I am thankful to be part of a Mennonite community. Although I live on the other side of the Cascade Mountains from my home congregation, Seattle Mennonite Church, it remains my community. When I moved to the Yakama Indian Reservation in 2006, I could not have imagined how we would continue to live, grow and work together across a distance of 175 miles.
As I have worked to negotiate my identity as a Native woman and a Mennonite, my Seattle church community has been there, publicly repudiating the Doctrine of Discovery and building land acknowledgment into every worship service.
This means a lot to me.
In 2014, I was part of forming the Anabaptist Dismantling the Doctrine of Discovery coalition (dofdmenno .org). The coalition is a network of Anabaptists from across the United States, and it quickly became my community.
These folks have sought God’s face with me through ambiguity and struggle, fellowship and healing. Despite differences in background, region, life experiences and understandings, we have journeyed together to discern faithfulness in difficult terrain.
What is the Doctrine of Discovery?
It describes the laws and policies in the United States and around the world that are in place to divide Indigenous peoples from their lands. These laws and policies are based on Christian doctrine — false doctrine, human beliefs that contradict God’s will. For example, the Great Commission has been used as a justification for traveling to foreign territories and claiming the lands and resources of non-Christians.

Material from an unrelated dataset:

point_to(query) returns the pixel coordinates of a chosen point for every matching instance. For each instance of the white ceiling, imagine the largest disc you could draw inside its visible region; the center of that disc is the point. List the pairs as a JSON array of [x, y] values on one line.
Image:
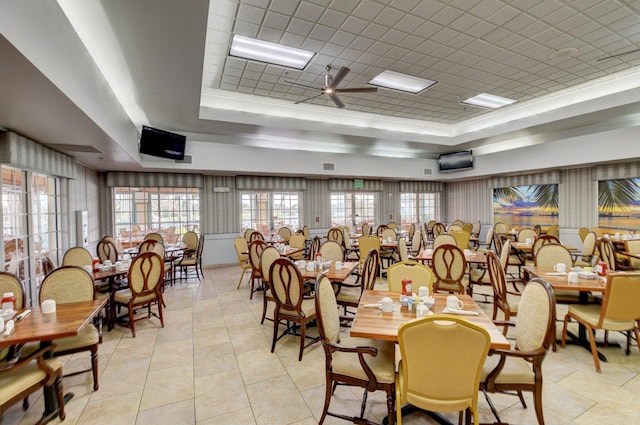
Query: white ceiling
[[165, 63]]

We all make assumptions about the world and who we are. Christians base many of our assumptions on ideas we learned in church.
Assumptions based on the Doctrine of Discovery hurt people, Indigenous people in particular.
Many of our families settled peacefully in North America. Yet most of us rarely acknowledge that the land we live on once belonged to people who were violently removed so that our ancestors could take their place.
Many of us have stories that describe us as God’s chosen people who, after many hardships, are finally able to prosper in a promised land.
The stories of those who were violently removed — including my own — are different from the stories others of us cherish.
In our Anabaptist communities, we should wrestle with what this means and how we are called to respond.
Laws and policies that made forced removal possible are still in force. The people displaced and dispossessed still live among us.
How do we respond? We engage in relationship with Indigenous communities living with the impact of the Doctrine of Discovery.
We are in relationship with the San Carlos Apache, who in the 1800s were forcibly removed from their ancestral land at Oak Flat — land in Arizona that is now claimed by the U.S. Forest Service.
Title to more than 2,000 acres at Oak Flat, cared for and used by the San Carlos Apache since time immemorial, was due to be transferred last month to an international mining company that will establish one of the largest copper mines in the United States, polluting and destroying this sacred site.
We are in relationship with Manuel May, a Mayan leader and activist struggling for self-determination in his community on the Yucatán Peninsula in Mexico. Genetically modified corn and soybeans grown by recent settlers, who happen to live in Mennonite colonies, threaten the livelihood and environment of his people. Government-sponsored economic development programs remove them from their homes, communities and access to livelihood, all as a result of having no land rights — a direct outcome of the Doctrine of Discovery.
I look forward to sharing what I have learned and experienced. I am seeking relationship and reconciliation, both interpersonally and systemically, as a follower of Jesus.